Der Exilkubaner Arturo López-Levy geht in seiner Kritik noch einen Schritt weiter. "Die typischen Schwächen einer Planwirtschaft sind alle noch vorhanden", meint López-Levy, Autor des 2011 in den USA erschienenen Buches "Raúl Castro and the New Cuba". "Die Regierung wird tiefere Einschnitte vornehmen müssen, denn es gibt noch keinen Übergang in Richtung Marktwirtschaft."

Kein anderes Wirtschaftsmodell

Solange Raúl Castro die Regierungsgeschäfte auf der Insel führt, wird sich nach Einschätzung von Experten an diesem Dilemma nichts ändern.
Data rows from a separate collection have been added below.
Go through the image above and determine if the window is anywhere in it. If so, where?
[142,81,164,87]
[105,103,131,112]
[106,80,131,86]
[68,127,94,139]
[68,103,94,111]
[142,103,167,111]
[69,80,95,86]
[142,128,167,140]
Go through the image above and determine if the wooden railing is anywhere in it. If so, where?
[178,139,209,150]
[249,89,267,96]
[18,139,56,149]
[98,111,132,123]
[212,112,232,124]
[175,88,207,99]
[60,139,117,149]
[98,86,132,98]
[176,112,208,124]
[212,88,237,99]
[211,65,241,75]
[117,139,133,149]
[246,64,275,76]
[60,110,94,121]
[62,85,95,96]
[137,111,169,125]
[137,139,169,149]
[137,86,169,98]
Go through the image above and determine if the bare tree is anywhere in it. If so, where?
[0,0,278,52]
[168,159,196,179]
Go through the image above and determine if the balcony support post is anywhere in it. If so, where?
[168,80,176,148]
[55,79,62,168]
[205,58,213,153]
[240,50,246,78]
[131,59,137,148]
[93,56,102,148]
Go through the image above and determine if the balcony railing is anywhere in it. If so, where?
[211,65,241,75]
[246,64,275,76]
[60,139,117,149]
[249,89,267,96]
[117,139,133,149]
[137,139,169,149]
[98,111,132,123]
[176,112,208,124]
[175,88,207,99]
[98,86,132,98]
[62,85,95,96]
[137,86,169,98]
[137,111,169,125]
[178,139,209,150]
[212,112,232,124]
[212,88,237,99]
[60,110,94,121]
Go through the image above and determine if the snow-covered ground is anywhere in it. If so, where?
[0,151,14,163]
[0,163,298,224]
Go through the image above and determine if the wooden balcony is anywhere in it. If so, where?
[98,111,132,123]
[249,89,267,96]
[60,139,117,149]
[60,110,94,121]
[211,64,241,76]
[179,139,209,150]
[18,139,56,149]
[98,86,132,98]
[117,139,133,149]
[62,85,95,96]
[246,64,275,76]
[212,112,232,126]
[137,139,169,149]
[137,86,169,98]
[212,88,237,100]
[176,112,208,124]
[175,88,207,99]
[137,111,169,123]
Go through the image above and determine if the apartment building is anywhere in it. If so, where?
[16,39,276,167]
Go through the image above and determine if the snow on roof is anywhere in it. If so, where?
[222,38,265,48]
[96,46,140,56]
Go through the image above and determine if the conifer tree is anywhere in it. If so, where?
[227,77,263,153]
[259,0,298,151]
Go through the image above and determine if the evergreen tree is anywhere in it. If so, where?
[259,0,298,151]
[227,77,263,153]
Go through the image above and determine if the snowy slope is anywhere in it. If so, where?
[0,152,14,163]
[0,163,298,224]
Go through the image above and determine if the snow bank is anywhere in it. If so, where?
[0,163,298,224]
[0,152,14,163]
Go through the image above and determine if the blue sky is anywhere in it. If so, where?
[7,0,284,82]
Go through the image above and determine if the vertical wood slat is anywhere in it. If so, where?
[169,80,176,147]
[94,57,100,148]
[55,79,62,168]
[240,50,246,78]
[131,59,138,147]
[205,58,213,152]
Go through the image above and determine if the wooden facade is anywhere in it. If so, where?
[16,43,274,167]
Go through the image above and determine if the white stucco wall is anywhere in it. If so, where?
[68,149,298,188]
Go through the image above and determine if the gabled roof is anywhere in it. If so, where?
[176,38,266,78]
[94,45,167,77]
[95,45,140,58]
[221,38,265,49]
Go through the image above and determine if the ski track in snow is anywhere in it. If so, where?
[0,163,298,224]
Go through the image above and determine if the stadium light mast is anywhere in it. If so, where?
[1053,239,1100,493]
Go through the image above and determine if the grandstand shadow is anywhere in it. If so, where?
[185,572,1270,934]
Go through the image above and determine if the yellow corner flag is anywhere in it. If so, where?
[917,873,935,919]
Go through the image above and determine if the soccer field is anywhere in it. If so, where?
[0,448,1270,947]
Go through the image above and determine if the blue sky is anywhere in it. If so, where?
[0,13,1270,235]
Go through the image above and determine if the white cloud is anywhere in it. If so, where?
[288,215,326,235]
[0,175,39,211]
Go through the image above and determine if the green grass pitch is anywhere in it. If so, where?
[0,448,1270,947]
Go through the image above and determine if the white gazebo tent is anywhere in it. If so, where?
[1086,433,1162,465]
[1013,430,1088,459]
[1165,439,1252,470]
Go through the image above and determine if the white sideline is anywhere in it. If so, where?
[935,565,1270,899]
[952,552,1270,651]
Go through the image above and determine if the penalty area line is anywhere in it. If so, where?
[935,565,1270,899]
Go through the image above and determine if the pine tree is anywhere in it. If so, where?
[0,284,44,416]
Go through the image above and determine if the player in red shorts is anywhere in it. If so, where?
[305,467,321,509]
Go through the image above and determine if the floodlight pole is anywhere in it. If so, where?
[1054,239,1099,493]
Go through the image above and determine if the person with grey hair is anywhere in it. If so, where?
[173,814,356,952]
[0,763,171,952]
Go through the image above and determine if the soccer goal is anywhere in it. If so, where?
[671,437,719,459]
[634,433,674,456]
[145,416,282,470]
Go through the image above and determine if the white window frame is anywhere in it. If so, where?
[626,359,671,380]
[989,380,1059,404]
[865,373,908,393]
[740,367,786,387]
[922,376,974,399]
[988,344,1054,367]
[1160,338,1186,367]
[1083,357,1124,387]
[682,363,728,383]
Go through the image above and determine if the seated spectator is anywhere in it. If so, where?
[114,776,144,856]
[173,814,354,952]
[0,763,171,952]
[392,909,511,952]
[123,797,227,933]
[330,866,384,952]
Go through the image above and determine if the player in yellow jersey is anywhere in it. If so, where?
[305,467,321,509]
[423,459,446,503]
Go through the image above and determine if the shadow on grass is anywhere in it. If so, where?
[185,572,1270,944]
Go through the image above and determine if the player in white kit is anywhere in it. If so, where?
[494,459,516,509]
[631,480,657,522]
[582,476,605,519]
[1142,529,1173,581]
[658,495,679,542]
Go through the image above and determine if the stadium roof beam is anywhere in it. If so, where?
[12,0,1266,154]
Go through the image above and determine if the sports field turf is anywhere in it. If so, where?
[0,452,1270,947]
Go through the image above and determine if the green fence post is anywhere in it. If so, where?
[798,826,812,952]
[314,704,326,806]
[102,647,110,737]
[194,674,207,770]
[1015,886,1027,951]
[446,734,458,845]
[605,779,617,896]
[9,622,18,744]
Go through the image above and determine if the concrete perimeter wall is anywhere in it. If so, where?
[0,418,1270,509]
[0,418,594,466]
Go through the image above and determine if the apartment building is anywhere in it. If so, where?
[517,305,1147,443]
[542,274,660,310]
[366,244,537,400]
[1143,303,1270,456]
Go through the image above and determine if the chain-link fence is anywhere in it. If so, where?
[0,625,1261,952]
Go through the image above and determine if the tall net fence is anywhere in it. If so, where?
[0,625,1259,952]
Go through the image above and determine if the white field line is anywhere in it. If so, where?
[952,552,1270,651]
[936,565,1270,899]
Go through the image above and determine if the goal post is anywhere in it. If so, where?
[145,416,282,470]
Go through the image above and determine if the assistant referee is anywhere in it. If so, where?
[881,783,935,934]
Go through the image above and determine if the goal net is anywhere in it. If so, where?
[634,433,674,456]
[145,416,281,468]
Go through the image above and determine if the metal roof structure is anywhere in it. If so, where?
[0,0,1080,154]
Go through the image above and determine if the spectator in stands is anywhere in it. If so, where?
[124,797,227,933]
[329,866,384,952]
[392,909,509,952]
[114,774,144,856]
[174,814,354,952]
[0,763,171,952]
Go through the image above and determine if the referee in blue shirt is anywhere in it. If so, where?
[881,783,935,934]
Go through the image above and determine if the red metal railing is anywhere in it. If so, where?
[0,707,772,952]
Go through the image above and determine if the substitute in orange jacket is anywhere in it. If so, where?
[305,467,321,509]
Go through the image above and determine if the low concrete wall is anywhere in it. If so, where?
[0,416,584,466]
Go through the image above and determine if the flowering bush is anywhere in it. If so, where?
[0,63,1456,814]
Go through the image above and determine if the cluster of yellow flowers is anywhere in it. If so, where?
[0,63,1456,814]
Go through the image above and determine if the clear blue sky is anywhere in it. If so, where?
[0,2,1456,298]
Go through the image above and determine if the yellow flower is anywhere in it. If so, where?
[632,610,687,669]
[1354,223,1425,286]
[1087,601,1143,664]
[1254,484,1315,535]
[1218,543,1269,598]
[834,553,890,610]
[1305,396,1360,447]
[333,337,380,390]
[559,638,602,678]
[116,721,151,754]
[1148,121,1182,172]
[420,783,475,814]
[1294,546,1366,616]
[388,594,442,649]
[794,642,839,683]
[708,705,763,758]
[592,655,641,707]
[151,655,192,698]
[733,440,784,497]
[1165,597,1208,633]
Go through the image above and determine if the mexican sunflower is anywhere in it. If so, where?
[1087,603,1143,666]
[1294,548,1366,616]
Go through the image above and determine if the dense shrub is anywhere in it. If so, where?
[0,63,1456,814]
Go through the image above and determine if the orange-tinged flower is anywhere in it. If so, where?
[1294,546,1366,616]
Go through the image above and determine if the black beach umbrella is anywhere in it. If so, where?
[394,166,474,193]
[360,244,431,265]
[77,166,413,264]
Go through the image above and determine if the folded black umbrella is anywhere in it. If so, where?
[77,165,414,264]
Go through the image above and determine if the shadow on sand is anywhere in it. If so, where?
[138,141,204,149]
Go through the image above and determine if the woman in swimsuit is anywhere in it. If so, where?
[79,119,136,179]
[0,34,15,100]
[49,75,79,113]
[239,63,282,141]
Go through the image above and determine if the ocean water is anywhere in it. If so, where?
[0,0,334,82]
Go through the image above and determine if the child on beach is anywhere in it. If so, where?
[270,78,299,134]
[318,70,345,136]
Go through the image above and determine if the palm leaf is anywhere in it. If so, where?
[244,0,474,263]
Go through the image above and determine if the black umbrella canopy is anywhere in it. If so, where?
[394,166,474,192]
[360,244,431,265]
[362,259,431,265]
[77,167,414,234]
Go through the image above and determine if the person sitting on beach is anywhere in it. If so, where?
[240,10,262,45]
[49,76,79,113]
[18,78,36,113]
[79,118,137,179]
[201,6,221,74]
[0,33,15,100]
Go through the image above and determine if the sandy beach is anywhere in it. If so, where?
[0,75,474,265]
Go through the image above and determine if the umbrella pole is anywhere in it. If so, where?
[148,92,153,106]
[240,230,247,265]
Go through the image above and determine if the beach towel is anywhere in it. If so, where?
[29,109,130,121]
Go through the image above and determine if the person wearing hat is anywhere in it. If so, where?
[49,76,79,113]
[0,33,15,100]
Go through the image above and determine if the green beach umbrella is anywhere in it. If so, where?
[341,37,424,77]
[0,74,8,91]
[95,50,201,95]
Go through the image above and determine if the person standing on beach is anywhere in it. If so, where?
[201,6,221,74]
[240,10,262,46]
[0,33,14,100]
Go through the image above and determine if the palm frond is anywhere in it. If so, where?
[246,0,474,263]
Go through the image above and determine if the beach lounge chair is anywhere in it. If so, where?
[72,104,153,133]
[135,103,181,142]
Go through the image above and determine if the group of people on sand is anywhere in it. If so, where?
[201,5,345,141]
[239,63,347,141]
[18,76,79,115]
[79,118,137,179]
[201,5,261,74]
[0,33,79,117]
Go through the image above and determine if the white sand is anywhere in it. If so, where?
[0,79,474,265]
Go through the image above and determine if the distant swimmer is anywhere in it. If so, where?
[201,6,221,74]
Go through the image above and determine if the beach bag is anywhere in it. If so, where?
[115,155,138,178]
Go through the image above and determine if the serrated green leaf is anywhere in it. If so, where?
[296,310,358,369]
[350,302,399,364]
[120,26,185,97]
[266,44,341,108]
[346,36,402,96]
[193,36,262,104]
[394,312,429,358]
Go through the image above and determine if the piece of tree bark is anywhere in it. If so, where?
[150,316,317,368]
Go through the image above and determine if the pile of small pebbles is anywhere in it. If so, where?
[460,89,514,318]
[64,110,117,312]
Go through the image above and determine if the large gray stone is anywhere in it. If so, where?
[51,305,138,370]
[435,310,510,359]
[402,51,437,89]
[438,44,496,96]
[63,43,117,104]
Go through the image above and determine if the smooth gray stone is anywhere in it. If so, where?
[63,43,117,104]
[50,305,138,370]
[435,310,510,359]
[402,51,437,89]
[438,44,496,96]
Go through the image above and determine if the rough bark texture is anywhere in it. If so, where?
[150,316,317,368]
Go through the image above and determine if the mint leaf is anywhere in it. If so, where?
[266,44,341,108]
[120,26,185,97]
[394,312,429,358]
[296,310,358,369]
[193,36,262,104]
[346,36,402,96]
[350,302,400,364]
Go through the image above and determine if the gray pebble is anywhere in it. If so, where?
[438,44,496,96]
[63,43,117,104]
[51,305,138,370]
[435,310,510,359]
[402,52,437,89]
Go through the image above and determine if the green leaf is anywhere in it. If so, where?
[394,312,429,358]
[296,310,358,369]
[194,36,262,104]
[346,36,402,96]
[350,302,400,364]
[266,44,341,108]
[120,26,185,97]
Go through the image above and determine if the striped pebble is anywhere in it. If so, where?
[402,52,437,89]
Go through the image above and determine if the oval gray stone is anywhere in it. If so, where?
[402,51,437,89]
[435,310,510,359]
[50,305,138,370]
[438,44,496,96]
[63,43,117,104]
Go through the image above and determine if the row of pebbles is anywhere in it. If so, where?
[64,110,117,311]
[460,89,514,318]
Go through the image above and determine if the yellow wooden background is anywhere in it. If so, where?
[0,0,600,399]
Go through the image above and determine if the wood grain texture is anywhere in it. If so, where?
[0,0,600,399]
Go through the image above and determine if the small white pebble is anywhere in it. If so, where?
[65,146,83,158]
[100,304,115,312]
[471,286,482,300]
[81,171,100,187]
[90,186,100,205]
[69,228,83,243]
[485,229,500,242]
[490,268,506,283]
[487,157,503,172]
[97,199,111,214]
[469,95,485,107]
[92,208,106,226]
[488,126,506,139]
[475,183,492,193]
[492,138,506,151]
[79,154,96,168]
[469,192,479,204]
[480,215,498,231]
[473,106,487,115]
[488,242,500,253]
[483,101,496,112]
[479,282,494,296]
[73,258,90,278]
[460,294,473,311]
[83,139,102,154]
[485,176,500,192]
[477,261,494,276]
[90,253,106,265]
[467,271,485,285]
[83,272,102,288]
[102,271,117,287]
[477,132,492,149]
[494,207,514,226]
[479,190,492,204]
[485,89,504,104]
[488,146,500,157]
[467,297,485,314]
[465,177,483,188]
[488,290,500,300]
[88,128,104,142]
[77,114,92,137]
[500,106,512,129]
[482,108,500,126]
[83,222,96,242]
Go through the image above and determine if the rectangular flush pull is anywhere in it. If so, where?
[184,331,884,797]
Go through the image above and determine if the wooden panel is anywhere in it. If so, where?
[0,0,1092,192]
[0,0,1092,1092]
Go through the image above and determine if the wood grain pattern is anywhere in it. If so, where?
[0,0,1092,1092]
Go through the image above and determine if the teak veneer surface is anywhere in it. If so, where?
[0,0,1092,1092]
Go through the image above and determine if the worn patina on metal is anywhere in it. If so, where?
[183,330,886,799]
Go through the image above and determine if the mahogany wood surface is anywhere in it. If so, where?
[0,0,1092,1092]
So werden Reformen von der kommunistischen Führungsriege bewusst als "Aktualisierung des Sozialismus" gedeutet, und nicht als ein möglicher Übergang zu einem anderen Wirtschaftsmodell.

Hinzu kommen die internen Machtkämpfe in der kommunistischen Partei sowie die exzessive Bürokratie, die viele Kubaner im Alltag immer wieder zur Verzweiflung bringen.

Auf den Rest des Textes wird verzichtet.